Miller notes that it is possible to aggregate behavior and risk data points in order to reduce threats and help employees get back on track before a costly incident occurs. In the absence of tools to do that, some behavior anomalies may include:
- Inappropriate or noncompliant behavior during work, including bullying and harassment (on-site, via remote video or conference calls)
- Reduced work output or disinterest in achieving personal or team goals
- Increased absences or tardiness
- Low-level criminal activity occurring outside the workplace
- Indications of accelerating financial stress; risks of foreclosure or repossession of a car are real and more common during an economic crisis
- Threats posted on social media (harm to organization, colleagues or self)

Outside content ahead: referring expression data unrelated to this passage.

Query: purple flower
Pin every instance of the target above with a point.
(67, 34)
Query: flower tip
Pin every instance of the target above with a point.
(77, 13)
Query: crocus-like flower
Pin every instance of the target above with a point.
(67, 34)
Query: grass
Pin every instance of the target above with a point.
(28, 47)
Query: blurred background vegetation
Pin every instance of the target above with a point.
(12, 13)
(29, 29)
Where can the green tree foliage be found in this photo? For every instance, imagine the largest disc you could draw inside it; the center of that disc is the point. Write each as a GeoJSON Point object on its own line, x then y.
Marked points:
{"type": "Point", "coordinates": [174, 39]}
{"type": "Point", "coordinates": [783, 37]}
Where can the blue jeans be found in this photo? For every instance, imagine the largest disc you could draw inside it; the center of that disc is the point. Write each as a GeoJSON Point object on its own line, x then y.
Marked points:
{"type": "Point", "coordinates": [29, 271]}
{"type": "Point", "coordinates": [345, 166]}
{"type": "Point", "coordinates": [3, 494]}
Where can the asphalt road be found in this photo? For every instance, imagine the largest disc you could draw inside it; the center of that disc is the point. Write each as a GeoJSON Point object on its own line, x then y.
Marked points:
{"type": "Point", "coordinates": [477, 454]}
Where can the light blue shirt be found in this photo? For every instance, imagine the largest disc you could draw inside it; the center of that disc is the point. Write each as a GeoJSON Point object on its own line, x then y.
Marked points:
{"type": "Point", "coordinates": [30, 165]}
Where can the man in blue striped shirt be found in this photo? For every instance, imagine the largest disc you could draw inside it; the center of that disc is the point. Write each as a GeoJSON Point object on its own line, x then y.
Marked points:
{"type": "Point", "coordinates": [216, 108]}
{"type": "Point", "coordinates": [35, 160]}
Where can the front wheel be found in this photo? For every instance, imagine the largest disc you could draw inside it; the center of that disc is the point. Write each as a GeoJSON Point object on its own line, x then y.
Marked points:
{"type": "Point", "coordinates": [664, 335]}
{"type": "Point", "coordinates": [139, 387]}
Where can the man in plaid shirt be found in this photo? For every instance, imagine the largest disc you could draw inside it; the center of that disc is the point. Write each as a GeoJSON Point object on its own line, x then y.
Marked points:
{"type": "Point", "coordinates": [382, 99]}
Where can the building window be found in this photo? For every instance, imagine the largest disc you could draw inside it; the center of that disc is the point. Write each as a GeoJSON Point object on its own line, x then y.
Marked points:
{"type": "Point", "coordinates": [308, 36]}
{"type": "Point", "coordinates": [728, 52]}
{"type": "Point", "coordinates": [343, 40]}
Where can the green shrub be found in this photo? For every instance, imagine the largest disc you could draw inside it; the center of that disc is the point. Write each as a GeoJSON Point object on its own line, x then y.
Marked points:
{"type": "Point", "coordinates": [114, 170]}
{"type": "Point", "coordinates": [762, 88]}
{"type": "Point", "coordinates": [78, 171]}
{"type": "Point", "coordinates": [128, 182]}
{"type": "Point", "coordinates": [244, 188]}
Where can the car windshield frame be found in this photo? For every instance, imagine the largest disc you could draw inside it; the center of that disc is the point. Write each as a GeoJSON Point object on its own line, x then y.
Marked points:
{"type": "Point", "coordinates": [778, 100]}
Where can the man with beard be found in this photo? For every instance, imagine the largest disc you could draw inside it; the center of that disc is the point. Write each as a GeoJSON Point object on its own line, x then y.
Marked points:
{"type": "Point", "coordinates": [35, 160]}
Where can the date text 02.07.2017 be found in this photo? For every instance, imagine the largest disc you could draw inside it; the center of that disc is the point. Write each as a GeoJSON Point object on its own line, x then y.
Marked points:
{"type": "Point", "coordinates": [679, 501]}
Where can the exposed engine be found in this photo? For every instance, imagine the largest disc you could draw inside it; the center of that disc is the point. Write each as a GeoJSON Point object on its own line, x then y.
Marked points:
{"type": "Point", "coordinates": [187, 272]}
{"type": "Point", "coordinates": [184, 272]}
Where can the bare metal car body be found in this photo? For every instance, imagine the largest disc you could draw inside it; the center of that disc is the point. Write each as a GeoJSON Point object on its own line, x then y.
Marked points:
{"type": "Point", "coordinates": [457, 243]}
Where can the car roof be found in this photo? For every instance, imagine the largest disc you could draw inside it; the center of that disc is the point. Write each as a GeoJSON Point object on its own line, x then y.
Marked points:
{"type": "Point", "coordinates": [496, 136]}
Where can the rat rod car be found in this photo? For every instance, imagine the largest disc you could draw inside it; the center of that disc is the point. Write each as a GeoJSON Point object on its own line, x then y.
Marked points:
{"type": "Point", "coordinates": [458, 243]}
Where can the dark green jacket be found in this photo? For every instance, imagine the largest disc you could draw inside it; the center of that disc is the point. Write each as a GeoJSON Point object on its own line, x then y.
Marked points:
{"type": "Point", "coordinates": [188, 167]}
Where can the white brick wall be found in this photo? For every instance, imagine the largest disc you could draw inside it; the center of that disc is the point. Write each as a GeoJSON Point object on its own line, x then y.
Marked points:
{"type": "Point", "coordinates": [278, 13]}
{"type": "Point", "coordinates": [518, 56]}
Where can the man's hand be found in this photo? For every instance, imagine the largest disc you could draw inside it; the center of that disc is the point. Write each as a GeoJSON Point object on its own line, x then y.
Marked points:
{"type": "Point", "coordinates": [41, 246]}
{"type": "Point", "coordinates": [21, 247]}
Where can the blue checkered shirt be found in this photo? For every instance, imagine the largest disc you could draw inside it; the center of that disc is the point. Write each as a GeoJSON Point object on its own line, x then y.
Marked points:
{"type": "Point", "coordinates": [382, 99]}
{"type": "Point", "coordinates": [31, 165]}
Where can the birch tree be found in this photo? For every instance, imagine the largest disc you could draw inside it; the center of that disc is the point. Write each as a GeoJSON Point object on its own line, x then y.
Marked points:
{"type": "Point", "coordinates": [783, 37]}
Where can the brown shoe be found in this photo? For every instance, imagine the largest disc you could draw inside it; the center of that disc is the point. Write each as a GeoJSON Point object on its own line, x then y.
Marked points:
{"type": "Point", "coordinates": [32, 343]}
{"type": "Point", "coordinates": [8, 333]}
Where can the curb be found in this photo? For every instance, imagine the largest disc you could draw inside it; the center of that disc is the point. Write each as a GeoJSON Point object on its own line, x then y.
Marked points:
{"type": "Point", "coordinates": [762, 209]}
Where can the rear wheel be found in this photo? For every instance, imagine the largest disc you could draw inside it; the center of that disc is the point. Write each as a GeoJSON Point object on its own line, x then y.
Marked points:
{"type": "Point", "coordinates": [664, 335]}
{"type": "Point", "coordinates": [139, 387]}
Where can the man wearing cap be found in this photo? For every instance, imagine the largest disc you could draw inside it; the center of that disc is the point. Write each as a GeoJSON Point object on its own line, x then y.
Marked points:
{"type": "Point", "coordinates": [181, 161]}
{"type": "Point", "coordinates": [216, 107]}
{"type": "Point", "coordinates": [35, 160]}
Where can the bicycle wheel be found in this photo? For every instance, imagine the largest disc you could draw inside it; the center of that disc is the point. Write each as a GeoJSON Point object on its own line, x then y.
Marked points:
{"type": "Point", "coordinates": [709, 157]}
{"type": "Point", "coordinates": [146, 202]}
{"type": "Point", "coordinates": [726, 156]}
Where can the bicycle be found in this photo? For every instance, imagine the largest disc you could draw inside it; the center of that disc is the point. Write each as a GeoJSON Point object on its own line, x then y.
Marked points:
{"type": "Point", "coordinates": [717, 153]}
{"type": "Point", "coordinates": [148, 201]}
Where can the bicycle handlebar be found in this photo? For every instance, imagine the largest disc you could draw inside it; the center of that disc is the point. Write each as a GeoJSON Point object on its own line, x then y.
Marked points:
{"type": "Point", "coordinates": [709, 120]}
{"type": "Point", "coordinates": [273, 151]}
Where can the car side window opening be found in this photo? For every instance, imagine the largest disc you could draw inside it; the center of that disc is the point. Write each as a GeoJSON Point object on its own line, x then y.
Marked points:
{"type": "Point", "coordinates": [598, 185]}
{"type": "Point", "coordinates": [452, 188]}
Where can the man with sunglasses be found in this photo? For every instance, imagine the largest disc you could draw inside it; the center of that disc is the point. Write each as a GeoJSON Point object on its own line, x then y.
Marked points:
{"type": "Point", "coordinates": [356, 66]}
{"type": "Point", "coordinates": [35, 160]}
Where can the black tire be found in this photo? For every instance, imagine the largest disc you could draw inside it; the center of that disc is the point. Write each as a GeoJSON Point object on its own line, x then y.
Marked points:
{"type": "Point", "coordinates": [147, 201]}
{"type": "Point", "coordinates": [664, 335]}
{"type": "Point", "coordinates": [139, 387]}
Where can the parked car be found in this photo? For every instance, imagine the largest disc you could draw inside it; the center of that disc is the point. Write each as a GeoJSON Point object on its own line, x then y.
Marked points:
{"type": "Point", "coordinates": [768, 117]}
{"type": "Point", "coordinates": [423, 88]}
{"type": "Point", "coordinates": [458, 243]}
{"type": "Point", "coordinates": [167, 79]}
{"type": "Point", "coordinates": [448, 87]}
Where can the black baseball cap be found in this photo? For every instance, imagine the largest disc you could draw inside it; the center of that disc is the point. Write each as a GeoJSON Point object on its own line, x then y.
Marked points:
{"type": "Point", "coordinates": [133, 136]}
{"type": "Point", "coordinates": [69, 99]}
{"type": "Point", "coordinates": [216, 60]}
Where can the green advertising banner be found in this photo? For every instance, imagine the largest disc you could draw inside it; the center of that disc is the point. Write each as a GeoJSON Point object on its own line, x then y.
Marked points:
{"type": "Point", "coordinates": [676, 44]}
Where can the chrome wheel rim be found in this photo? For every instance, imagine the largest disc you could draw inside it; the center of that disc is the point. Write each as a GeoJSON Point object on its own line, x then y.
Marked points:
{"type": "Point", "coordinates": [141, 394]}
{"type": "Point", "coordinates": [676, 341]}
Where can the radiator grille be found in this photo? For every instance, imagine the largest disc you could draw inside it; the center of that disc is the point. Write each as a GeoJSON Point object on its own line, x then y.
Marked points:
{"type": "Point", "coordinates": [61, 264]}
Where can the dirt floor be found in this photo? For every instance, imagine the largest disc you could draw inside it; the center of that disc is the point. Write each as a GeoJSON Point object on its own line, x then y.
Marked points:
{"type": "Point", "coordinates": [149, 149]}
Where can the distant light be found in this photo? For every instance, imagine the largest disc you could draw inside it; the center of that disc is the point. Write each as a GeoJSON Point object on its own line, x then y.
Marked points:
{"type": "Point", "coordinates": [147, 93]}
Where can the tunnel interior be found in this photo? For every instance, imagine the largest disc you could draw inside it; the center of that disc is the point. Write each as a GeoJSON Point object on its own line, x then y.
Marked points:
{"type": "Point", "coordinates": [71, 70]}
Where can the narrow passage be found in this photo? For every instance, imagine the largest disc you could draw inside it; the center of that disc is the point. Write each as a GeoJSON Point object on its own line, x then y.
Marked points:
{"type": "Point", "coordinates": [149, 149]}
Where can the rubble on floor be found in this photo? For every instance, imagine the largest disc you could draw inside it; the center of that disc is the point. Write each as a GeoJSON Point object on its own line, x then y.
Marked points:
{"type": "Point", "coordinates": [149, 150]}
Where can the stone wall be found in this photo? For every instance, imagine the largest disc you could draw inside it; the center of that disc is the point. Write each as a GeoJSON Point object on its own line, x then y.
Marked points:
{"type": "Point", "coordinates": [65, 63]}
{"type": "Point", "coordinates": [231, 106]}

However, because it can be challenging to spot behavior changes physically, companies can implement various practices and technologies to assist and lower risk. Although a company may believe it has a trustworthy workforce, it should never rely on trust alone, and, as noted, behavior may be difficult to gauge.
Unequivocally, organizations should make sure they are conducting regular access audits of their systems to ensure no employee has more access than is absolutely necessary to perform their designated job function according to their defined role. The ability to see any vulnerabilities through regular analysis is also a strong preventative measure.
Additionally, some technologies can help spot rising risk behavior, such as stress and decreased engagement, which are key components of employee satisfaction that may lead to an increased propensity for fraudulent acts.
Managers need to be hyper-vigilant in judging employee satisfaction and engagement. They should think of this as more than a means to prevent employee turnover and increased hiring costs. They should consider the broader risk implications. While there are behaviors that point to disengagement, managers can also pay attention to the positive signs of engagement to help determine if employees are still plugged in.
Engaged employees, like satisfied workers, tend to express an eagerness to learn and excitement about the projects they are working on. The Society for Human Resource Management (SHRM) states that engaged workers show more optimism and are team oriented. They also are apt to go beyond the call of duty, be more innovative and focus on solutions rather than problems. When those behaviors shift or start to wane, flags should go up.
Creating and maintaining a culture of happiness and engagement takes a companywide commitment. That effort and the dedication to scrutinizing and evaluating individual job satisfaction should be priorities for not only improving productivity and decreasing costly errors, but also for reducing corporate fraud.